I woke up early yesterday morning and took my dogs to the St. Joseph Island Migratory Bird Sanctuary. We saw a moose, had over a hundred Pine Grosbeaks migrating overhead, and recorded the first Bohemian Waxwing for the sanctuary's all-time species list. I got home and had a good early afternoon nap. So it was a very successful day, but it was about to get much better.
Minutes after waking up, my friend Tony posted photos on Facebook of a Tropical Kingbird that he had taken just over an hour beforehand just up highway 129 north of Thessalon. I quickly fired off some texts and got ready to go myself. I was out of town when the Vermilion Flycatcher showed up this spring, so I really did not want to miss this vagrant southern flycatcher.
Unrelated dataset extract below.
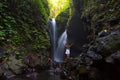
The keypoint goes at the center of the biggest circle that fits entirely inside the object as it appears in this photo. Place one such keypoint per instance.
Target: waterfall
(57, 46)
(59, 53)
About 50 minutes after Tony first posted the photo, I arrived on scene, and luckily, there was the bird, sitting nicely right on the powerline, right where Tony said he saw it. One of the easiest birds I've chased!
I stayed with it for about an hour and a half and it was very cooperative the whole time. It ended up staying around until dark, but there were no signs of it this morning when many birders went out looking for it.
I am no expert at yellow-bellied Tyrannus flycatcher ID, but those with experience are saying that the deeply notched tail, short primary projection, and long, thin bill all point towards Tropical Kingbird over the very similar looking Couch's Kingbird, and after doing lots of research online myself, I'd have to agree with that. Vocalizations are very useful to differentiate the two, and while I failed to get a recording of it, I did hear it call once, sealing the ID.
My understanding is that prior to 2020, there have only two accepted records of Tropical Kingbird in Ontario. There have been a handful of other probable records, but those have been left officially recorded as Tropical/Couch's Kingbird due to the difficulty differentiating the two species. This is of course a first ever record for the Algoma District and a lifer for me!